Trouble Brewing

I’ve not made much beer in the last year, so having ordered 25kg of pale malt and various other bits and pieces, last week I decided to crack on with a few brews. Protz and Wheeler’s “Brew Your Own British Real Ale At Home” has been something of a bible for me, so I worked my way through a few recipes.

Over the course of several days I did five gallon batches of Arkell’s Kingsdown, Morland Old Speckled Hen, Eldridge Pope/Thomas Hardy Royal Oak, Big Lamp Big Bitter and Courage Directors. I was in the process of heating up some water to start a mash for some Fullers London Pride when the power went off. Down in the cellar I could see that the earth leakage trip had flipped. I reset it only for it to trip again. A second reset allowed me time to discover that the connector for the heating element in my boiler was making an unpleasant crackling noise and was almost certainly the cause of the electrical problems, so I disconnected it immediately.

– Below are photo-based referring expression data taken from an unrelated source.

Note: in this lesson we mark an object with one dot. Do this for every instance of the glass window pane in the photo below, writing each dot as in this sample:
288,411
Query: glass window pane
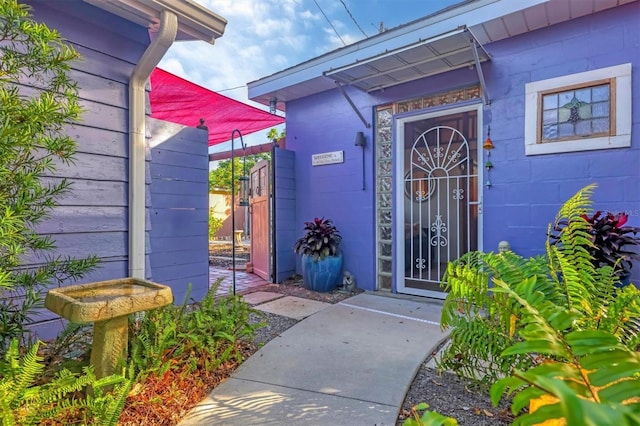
584,95
601,125
564,114
584,111
565,98
550,117
550,101
600,109
566,129
600,93
550,132
583,128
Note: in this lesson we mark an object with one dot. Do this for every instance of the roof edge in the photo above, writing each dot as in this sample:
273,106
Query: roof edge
194,21
467,13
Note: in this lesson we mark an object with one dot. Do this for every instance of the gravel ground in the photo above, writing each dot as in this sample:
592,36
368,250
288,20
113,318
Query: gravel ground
444,392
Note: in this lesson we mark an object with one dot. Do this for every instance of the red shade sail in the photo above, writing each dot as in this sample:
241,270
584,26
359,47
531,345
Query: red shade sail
180,101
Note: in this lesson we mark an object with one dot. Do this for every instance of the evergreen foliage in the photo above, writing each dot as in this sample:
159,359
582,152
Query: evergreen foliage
204,334
485,321
22,402
37,101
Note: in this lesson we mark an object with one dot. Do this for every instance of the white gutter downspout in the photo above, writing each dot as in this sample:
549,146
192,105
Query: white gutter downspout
137,145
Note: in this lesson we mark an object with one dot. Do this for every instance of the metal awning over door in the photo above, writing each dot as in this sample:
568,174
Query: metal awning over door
449,51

Unfortunately the thermostat on the boiler has also been playing up and to replace both the element and thermostat is little different to the cost of an entirely new boiler, so my mind turned to what I might replace it with that would make brewing a bit more efficient and allow me to work somewhere other than the kitchen, as for some inexplicable reason my wife seems to have an aversion to sticky floors. I have some ideas now, but they may have to wait a while as it could easily turn into another “project” and right now I have quite enough of those to finish as it is. So, the weighed out London Pride mash ingredients have been bagged up and put away and I’ll come back to that another time.

Whatever my new arrangements, it will be interesting to see how efficient the mash is. My OG figures always come out a few degrees lower than those suggested by Wheeler and Protz. It would be encouraging to achieve something closer, either as a result of improving the mashing process, or by better sparging.